Bank runs provoke appeals for calm
BULGARIA’S leaders have appealed to citizens not to panic and withdraw their savings when banks reopen today, following runs on two major lenders that have raised concerns for the Balkan country’s financial stability.
The runs on Corporate Commercial Bank (Corpbank) and First Investment Bank, Bulgaria’s fourth and third largest lenders respectively, pose the biggest challenge for the European Union’s poorest member state in nearly two decades.
The central bank has said there was a deliberate and systematic attempt to destabilise Bulgaria’s banking system.
It has vowed to measures to protect savings.
Law enforcement officials have launched a criminal investigation.
‘‘There is no cause or reason to give way to panic,’’ President Rosen Plevneliev said yesterday after more than four hours of emergency talks with the leaders of Bulgaria’s main political parties and central bank officials.

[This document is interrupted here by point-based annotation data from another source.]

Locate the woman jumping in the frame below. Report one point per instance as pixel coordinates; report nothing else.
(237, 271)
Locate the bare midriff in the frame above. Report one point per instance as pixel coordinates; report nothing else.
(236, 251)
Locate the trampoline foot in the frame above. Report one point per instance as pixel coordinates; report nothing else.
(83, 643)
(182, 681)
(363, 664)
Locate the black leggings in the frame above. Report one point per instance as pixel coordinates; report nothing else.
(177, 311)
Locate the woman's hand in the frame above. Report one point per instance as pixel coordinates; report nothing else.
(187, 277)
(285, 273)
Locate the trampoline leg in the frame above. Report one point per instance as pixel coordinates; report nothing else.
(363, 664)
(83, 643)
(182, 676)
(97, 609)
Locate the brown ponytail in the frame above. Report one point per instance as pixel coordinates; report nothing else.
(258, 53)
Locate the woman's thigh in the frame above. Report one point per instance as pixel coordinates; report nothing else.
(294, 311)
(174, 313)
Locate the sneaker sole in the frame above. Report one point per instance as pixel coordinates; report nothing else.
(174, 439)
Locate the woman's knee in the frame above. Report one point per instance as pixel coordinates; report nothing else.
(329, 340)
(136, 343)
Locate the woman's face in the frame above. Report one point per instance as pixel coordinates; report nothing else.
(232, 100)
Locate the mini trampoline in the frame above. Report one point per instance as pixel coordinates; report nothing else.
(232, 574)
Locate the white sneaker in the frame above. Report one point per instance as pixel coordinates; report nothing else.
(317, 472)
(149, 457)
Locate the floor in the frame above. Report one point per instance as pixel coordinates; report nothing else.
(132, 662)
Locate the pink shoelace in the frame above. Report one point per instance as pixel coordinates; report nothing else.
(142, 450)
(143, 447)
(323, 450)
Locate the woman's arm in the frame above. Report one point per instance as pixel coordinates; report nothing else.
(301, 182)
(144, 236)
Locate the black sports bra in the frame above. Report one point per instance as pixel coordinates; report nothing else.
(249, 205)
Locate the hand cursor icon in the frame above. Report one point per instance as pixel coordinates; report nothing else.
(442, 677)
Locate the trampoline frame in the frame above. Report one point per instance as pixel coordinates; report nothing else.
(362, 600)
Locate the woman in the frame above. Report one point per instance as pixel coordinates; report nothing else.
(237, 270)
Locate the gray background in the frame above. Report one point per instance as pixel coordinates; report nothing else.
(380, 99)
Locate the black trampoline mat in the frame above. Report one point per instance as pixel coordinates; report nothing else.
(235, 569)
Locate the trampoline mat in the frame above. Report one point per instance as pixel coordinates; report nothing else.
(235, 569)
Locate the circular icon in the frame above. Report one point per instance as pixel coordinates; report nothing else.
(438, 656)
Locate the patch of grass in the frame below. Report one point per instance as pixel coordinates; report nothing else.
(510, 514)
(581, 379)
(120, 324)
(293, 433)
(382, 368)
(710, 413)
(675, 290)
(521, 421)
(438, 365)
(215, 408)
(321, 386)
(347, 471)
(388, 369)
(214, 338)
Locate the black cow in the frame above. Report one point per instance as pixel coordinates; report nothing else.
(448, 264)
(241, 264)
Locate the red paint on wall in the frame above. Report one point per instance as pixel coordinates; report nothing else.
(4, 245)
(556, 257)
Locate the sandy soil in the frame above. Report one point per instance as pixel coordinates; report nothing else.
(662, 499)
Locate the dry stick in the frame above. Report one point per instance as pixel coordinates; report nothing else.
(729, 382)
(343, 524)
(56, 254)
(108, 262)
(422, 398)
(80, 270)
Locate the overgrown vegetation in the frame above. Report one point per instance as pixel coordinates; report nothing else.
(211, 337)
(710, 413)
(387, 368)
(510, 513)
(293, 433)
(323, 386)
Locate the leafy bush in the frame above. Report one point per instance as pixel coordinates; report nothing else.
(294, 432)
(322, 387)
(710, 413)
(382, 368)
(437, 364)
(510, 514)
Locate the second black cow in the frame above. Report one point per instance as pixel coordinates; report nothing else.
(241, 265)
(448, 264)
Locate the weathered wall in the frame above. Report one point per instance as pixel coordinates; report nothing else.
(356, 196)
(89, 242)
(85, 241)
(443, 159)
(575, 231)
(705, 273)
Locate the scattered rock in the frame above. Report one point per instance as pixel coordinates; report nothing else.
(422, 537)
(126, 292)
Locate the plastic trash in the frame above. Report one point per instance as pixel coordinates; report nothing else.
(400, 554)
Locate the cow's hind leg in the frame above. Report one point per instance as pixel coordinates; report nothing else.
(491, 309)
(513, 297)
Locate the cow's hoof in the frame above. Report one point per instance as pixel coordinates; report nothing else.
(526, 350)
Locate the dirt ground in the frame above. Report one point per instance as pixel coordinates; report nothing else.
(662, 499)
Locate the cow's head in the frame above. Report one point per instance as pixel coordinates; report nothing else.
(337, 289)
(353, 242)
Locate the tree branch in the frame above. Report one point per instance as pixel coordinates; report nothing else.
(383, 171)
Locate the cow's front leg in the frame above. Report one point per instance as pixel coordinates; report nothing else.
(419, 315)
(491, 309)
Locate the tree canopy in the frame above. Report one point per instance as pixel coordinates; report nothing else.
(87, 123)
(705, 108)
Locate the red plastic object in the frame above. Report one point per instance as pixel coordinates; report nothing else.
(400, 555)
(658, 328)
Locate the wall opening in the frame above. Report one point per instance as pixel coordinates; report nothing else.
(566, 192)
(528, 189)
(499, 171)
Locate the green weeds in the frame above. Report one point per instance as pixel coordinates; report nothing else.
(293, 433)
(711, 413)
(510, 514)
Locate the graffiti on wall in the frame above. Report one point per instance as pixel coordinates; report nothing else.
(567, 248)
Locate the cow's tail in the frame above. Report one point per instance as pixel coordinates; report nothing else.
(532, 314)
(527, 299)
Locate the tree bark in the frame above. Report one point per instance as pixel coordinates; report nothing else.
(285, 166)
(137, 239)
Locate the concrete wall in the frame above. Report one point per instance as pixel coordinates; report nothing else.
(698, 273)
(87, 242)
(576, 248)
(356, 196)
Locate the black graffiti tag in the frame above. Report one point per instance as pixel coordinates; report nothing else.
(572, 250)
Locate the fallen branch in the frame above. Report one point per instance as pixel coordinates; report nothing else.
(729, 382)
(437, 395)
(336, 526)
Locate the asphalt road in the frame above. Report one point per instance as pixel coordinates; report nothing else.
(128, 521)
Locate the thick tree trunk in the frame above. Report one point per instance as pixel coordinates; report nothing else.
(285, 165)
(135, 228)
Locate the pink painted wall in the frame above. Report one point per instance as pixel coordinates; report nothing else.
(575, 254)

‘‘There is no banking crisis, there is a crisis of trust and there is a criminal attack,’’ he told a news conference.
‘‘These need to be overcome and those responsible prosecuted to the fullest extent of the law.’’
The national security agency said it had arrested five people suspected of spreading false information about the health of banks by sending random emails and mobile phone messages to customers. It later released one of the five. Last week, the central bank took control of Corpbank, whose clients include many state companies, after depositors, rattled by media reports of suspect deals involving the bank, rushed to withdraw their savings.